When testing complex .write rules it is useful to know that these can also be tested with real data within the Firebase console rules simulator. When the Write simulation type is selected, an additional field is displayed titled Data (JSON) into which JSON data structures may be entered to be used during the write simulations:


[[File:]]

Figure 22-6


Data Validation Rules

The purpose of data validation rules is to ensure that data is formatted and structured correctly before it is written to the database. Validation rules are enforced only after requirements have been met for .write rules. The .validate rule type differs from .write and .read rules in that validation rules do not cascade to child nodes allowing validation to be enforced with greater precision. Otherwise, validation rules have access to the same predefined variables and methods as the read and write rule types covered earlier in the chapter.

The following validation rule, for example, verifies that the value being written to the database at path location /data/username is a string containing less than 30 characters:

{
  "rules": {
      ".write": true,
      ".validate" : "newData.child('data').child('username').isString() && 
               newData.child('data').child('username').val().length < 30"
  }
}

As a general guideline, validation rules should not be used as a substitute for validating user input within the app. It is much more efficient to catch formatting errors within the app than to rely entirely on the Firebase database rules system to catch errors and pass them back to the app.

Indexing Rules

The Firebase realtime database allows data to be queried and ordered based on key and value data. To make sure that the performance of these operations do not degrade as the database grows in size, Google recommends the use of indexing rules to declare any nodes that are likely to be used frequently to query and order data.

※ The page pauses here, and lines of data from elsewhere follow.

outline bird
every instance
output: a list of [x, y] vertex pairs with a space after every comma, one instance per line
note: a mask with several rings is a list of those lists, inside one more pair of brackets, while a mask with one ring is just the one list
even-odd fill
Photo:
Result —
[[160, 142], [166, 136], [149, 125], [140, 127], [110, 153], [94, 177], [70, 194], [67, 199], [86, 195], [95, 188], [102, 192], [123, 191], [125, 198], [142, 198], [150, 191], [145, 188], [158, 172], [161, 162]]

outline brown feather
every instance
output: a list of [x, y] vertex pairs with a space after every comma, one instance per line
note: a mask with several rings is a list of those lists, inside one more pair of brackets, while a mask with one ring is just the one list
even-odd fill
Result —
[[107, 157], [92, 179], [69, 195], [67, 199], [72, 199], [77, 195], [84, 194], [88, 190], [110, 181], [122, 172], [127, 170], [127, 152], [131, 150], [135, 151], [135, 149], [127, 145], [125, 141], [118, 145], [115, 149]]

Indexing rules are declared using the .indexOn rule type and can be implemented for ordering either by child or value.

Consider the following sample data structure for a database designed to store the driving range and pricing of electric and hybrid cars:

{
"cars" : {
	"Model S" : {
		"range" : 210,
		"price" : 68000
        },
	"Leaf" : {
		"range" : 107,
		"price" : 30000
	},
	"Volt" : {
		"range" : 420,
		"price" : 33000
	}
    }
}

The model names are categorized as key only nodes (in other words the key essentially serves as both the key and the value, much like user IDs in earlier examples). Nodes of this type are indexed automatically by Firebase and do not need to be indexed specifically in indexing rule declarations. If queries are likely to be performed on the price and range child nodes, however, an indexing rule could be declared as follows:

{
  "rules": {
    "cars": {
        ".indexOn": ["range", "price"]
    }
  }
}

By default, Firebase assumes that indexes are to be created for ordering by child which is appropriate for the above rule. In other situations it may make more sense to index by value. The following JSON represents a different data structure where key-value pairs are used to store the model name and price of each car:

{
    "cars" : {
	"Model S" : 68000,
        "Model X" : 90000,
	"Leaf" : 30000,
	"Volt" : 33000
    }
}

If an app needed to list cars ordered by price from lowest to highest, it makes more sense to index the value (i.e. the price) than the key (the car model name). To achieve this, the .value keyword is used when declaring the rule:

{
  "rules": {
    "cars": {
        ".indexOn" : ".value"
    }
  }
}

Summary

Firebase provides three types of database rules to control read and write access, data validation and to designate nodes to be indexed for improved querying and data ordering performance. These rules may be configured using either the Firebase console or command-line tool and are declared using JSON, much like database tree structures. A wide range of variables and methods are available for use within declarations, allowing for considerable flexibility in controlling data access and maintaining database integrity and performance.